05 January 2011

NIGGARDLY

~ nigger nigrah neejair ~

My guru Chris Howse nails it.

"Striking out the word nigger every time it appears in Huckleberry Finn is a kind of ethnic cleansing, a pretence that in the land of the free no one referred to black people by a demeaning term once the Civil War had been won."

Remember that pol who correctly used 'niggardly' but resigned on the instant when ignorami went on the rampage?

I'm past despairing.

England has now overtaken America in this gadarene kneejerk asinine pol correctitude.

  • Captain Underpants ~ Nouveau Yorkeur.

  • Moral Hauteur of the whites ~ Chris Caldwell, FT Jan 8
  • 9 comments :

    sibadd said...

    I feel like the campaign scarred centurion, the experienced old boy in blue who never got promoted because his bosses knew he was best left on the mean streets. He agreed. He encounters a typical hubbub on his daily beat. "Hullo hullo hullo, what's happening here then." (shrieks, yells, mass shouting as crowd gathers - they've bowdlerised Huck Finn!!! end of civilisation! etc etc. ) "Yes yes sir, Now calm down sir please and the rest of you, move on, please, be good people now. It's over now. Nothing to see. Move on. Right sir, I can see your very disturbed, What seems to be the problem, sir? Was it something you read in the newspapers?":

    sibadd said...

    Seriously tho' check the context. Gribben sees Twain being removed from Southern grade school reading lists because of Huck's repetition of 'nigger', so he proposes to La Rosa the excision option - an unholy row was bound to follow. It's one edition (along with a planned TS). Paradox of unintended consequence - the controversy will resolve the problem. Had a friend who shared her view Kipling was bad as Goebbels based on that 'lesser races' phrase and 'white man's burden'. Me. "I know what you mean, but I love him and I love you." Four years later. "Glad you suggested I read him. He's very good" Sweetness restored. No skin off Kipling's or Twain's elbows but that n-word is such an loose flying missile - it's worth defusing it now and then so we can talk.

    Corfucius said...

    thanks v much for this comment. you always make me think and re-think and see past my surface gripes.

    after yr original comment - which i read twice, as i often do with yours - i thought (which i rarely do, even over yours) how lucky i am to be able to churn out my stuff and still get considered comments like the ones you bother to send.


    i'm afraid it wont stop me blogging before engaging brain in gear but there's a momentary caress with the big toe of the brake.
    chronia polla! i am editing my fotos of our epiphane open house this afternoon and will post the URL on corfucius. the captions have to be ... cautious this year but look for the dullest man in corfu, certainly thickest 'tache on the isle, thick in both senses.

    but hush.

    sibadd said...

    An abridgment of Lady Chat's Lover was published by Knopf in 1928, reissued in p/b in America by Signet and Penguin in 1946 and a colleague of Prof Cribben is about to publish Lady C for. schools with the f-word replaced by... (true/false?) .....My reaction to the bowdlerising of Twain was as angry as yours.
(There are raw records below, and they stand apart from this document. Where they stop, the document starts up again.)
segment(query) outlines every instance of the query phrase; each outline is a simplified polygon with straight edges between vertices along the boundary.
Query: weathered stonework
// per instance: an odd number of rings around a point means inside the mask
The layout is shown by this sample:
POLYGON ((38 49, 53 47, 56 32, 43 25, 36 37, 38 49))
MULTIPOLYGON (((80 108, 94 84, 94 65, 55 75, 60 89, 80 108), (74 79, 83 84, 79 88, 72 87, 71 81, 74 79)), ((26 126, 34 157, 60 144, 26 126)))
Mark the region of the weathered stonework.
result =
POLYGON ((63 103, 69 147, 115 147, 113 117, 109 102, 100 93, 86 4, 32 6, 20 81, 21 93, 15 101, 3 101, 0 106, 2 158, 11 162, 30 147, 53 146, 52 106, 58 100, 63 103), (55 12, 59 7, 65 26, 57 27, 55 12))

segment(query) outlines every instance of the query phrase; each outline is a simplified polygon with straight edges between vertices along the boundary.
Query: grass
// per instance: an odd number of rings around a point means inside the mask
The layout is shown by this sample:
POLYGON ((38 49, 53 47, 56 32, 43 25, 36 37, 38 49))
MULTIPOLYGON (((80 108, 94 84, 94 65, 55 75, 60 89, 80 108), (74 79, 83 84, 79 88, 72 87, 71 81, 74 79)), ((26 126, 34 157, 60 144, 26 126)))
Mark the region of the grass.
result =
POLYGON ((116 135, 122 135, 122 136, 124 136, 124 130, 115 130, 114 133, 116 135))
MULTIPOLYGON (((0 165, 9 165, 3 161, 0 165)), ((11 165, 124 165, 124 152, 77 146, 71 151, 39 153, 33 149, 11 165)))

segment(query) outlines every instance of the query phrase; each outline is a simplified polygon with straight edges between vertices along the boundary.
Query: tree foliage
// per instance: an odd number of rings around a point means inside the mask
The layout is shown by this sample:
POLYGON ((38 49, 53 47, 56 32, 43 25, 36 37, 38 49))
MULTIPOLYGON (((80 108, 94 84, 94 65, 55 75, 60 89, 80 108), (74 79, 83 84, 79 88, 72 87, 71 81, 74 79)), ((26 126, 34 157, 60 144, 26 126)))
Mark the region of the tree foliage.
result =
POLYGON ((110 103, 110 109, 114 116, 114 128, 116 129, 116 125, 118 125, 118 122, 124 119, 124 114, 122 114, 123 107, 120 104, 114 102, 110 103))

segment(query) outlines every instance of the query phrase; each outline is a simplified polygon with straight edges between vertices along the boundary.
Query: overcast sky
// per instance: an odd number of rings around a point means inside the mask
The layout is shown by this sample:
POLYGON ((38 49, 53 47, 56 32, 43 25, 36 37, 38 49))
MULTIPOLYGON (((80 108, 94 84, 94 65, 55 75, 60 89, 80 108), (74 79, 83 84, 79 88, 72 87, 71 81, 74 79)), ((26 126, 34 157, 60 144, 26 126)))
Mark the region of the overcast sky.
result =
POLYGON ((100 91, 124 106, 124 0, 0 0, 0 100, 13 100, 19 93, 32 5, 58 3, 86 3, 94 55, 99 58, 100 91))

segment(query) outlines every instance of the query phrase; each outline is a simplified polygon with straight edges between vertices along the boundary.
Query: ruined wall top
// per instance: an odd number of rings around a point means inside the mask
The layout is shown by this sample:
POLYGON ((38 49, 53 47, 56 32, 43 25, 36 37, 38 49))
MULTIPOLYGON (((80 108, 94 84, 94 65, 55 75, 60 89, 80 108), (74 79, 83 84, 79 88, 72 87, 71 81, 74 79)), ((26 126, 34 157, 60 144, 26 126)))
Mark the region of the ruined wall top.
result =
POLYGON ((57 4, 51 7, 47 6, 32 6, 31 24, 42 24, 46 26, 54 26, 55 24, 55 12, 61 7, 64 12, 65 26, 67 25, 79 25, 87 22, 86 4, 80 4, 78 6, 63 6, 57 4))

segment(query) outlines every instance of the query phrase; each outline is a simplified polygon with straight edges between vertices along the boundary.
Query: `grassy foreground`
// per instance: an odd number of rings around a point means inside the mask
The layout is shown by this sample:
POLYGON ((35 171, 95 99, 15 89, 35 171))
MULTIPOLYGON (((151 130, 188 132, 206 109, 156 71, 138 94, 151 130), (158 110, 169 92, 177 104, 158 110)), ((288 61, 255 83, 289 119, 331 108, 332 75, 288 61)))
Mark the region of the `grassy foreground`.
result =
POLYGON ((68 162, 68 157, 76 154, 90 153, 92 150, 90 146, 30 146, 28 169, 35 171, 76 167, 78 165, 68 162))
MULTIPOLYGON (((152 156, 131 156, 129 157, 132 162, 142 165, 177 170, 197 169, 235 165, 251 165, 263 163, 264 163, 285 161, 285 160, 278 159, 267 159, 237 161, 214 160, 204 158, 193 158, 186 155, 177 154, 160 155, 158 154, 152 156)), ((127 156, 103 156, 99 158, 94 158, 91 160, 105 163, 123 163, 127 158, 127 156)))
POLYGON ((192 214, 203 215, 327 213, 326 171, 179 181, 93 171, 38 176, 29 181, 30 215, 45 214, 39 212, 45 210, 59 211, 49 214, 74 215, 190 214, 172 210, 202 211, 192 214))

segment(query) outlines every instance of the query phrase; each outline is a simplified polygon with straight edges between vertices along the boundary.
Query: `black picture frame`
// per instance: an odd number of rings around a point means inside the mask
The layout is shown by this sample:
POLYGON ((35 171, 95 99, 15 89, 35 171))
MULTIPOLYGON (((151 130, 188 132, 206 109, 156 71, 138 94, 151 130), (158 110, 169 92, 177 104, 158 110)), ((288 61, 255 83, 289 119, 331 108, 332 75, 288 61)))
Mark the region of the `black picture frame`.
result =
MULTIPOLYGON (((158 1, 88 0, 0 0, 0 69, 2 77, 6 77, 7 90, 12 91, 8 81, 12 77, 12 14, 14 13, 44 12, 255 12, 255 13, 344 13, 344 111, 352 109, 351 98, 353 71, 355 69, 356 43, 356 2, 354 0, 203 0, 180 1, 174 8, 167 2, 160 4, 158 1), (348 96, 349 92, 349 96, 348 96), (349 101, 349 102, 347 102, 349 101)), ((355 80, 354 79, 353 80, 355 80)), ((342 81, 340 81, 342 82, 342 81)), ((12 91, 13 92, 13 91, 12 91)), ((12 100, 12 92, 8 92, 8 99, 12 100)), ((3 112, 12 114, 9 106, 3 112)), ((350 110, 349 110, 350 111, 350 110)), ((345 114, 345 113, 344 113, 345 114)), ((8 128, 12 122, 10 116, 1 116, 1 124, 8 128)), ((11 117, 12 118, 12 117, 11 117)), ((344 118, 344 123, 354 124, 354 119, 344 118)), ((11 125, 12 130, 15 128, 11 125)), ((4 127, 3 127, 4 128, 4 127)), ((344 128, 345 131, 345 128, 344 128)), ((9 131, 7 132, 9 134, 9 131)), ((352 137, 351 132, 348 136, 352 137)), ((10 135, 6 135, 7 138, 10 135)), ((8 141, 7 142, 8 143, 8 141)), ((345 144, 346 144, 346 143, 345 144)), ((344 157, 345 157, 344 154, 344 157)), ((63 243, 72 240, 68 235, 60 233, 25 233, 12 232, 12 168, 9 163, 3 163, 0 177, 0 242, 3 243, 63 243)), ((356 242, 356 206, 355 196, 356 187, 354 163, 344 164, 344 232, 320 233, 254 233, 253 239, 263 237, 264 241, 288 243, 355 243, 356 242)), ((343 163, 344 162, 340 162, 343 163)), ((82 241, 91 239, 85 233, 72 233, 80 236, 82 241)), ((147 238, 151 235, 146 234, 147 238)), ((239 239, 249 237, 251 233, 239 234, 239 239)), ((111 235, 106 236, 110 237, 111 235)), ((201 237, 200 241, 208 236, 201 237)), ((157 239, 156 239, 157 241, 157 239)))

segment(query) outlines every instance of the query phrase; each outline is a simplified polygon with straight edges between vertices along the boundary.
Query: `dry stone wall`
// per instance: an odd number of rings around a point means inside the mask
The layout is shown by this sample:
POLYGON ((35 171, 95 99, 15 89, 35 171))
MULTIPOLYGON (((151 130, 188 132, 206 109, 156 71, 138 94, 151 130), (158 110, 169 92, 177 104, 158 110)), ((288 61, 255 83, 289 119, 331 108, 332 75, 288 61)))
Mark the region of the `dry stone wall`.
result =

You being angry made me look into it and see if there was any excuse for what seems perverse and counter-productive. I'd like to see what happens when this book comes out in February. Watch that space?

    Corfucius said...

    Scarred Centurion! (I meant to hail that earlier - wonderful)

    Hear hear, feb diary marked for when i absolutely forbid my wife or parlour maid to read the neutered version.

    i shall suggest to Cee-Lo that he joins forces with the publishers to include a copy of 'Forget me' with each chicken-livered edition of Mellors unplugged.

    good one, sirrah!

    sibadd said...

    Oh yes yes! Greg James playing with fire to Cee Lo on air. See that invisible hand hovering over the blab-off button. My stepfather used to love timing that with the announcement of the A's: "an every day story of count......"

    Corfucius said...

    Laughed out loud

    sibadd said...

    ...and thanks for the NY ref. especially for the comment
    'Michiko Kakutani makes some excellent points on this topic in the Times this morning as well. Among other things, K points out that to call Jim a "slave" is to return him to the state which he flees.
    Getting this range on the matter via weblinks is why people stop using newspapers for reading.

    sibadd said...

    I'm glad you made me think on this and added that FT piece. That there's an argument to be made for Alan Gribben's action speaks to our times. Looking back in another generation or two, if we really have come to live in a world where color of skin means less than the content of character, we will be as puzzled by this censorship as we are now by those Victorians who draped the legs of their pianos with frilly lace.